WORRIED health chiefs have made tackling bulging childhood obesity levels in Hartlepool a key priority after figures reveal more than a third of youngsters are classed as overweight.
Officials at Hartlepool Borough Council admit more needs to be done after the latest figures showed 25.1 per cent of reception children are classed as either overweight or obese but that number rockets to 38 per cent for children in Year 6.
Now officials on the town’s health and wellbeing board have identified overcoming the growing problem as a “key priority”.
It comes as one town schoolboy is beating childhood obesity and the bullies after joining the gym aged just 12.
Overweight Jake Norman was at risk of diabetes having succumbed to the temptation of fatty processed foods and sweets and bullies made his life hell, calling him “fat”.
But just two-and-a-half weeks after joining a gym in Hartlepool, he has already lost half a stone and is feeling more positive.
Health chiefs say obese youngsters risk high blood pressure, heart disease, type two diabetes and some forms of cancer when they are older if they do not shed the pounds.
As well as the physical problems, health chiefs say children that are overweight and obese can also experience low self-esteem, anxiety and depression.
In Hartlepool, 14.1 per cent of reception children were classed as overweight and 11 per cent as obese. Meanwhile, it Year 6 the problem gets worse with 16.8 per cent classed as overweight and 21.2 as obese.

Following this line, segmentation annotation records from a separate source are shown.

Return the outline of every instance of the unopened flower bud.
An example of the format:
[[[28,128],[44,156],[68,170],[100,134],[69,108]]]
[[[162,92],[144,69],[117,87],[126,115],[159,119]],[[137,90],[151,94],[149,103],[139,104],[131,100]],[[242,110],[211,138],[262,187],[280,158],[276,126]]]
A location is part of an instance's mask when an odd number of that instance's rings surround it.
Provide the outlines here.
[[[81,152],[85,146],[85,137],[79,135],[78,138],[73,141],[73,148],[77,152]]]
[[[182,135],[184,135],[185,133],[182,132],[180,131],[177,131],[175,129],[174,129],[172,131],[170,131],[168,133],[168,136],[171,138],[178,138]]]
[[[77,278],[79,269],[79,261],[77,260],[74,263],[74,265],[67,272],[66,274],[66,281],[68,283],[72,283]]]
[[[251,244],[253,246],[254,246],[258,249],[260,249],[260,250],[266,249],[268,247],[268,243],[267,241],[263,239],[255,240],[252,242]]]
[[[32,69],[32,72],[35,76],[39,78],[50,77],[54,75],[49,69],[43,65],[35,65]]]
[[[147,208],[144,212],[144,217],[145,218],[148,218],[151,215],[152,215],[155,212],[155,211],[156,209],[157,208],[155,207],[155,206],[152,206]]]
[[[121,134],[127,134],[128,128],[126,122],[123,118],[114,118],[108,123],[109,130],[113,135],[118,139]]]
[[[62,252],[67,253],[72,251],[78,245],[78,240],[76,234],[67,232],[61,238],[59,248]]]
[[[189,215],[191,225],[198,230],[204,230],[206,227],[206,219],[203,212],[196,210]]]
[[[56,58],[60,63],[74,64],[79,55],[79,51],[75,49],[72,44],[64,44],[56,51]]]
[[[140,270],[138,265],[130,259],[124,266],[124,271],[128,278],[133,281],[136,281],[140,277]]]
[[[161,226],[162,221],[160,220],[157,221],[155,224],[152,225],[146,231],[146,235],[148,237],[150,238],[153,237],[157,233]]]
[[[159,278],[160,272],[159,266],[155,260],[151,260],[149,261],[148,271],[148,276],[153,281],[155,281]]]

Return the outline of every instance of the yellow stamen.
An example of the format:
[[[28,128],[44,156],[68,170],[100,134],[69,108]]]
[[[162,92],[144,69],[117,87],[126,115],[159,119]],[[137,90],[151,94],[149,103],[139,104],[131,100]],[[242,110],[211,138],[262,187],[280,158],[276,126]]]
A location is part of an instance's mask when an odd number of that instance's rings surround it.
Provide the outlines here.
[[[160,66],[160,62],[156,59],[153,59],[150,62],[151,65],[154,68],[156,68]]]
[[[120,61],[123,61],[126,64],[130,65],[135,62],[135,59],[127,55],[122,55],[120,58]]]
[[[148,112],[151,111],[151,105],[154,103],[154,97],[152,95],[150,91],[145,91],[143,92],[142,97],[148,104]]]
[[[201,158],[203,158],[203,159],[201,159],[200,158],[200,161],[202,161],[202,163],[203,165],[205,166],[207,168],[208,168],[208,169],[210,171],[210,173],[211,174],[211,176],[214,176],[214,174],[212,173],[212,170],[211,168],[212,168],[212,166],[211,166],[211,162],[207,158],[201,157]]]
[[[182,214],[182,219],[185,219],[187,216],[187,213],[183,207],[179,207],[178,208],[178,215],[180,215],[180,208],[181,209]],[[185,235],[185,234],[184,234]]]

Labour councillor Christopher Akers-Belcher, council leader and chairman of Hartlepool’s health and wellbeing board, said the local authority is fully aware that more needs to be done to tackle childhood obesity levels in the town.
Coun Akers-Belcher said: “Being overweight can have a significant detrimental impact on a young person’s life both physically and emotionally.
“Research clearly shows that it contributes to conditions such as diabetes and illnesses later on in life such as heart disease.
“The health and wellbeing board recognised at its meeting earlier this month that more needs to be done to reduce childhood obesity in the town and decided it would be the top health priority over the next 12-months.
“Members of the board requested a report from the director of public health to map out how this piece of work can be best undertaken and it will be supplemented with a marketing and communications strategy to ensure that we get key messages across to local people.”
The child body mass index (BMI) figures relate to 2012-13 and are the latest available.
Hartlepool - which has had a poor obesity level for children for a number of years now - is not alone though and it is a similar picture across the Tees Valley in Middlesbrough, Redcar & Cleveland and Stockton.
Health officials have previously put it down to a number of factors and say there is “no quick fix”.
Possible reasons put forward include low breast-feeding rates in Hartlepool, socio-economic reasons including low income, family history and medical reasons.
Other factors include youngsters not doing enough exercise, eating too many take aways and fast food while even low literacy rates can contribute.
Figures are collected for height and weight measurements in order to calculate the BMI (Body Mass Index) for each child.
BMI, which is adjusted for age and gender, is currently seen as the best measure to tell if children are healthy or not.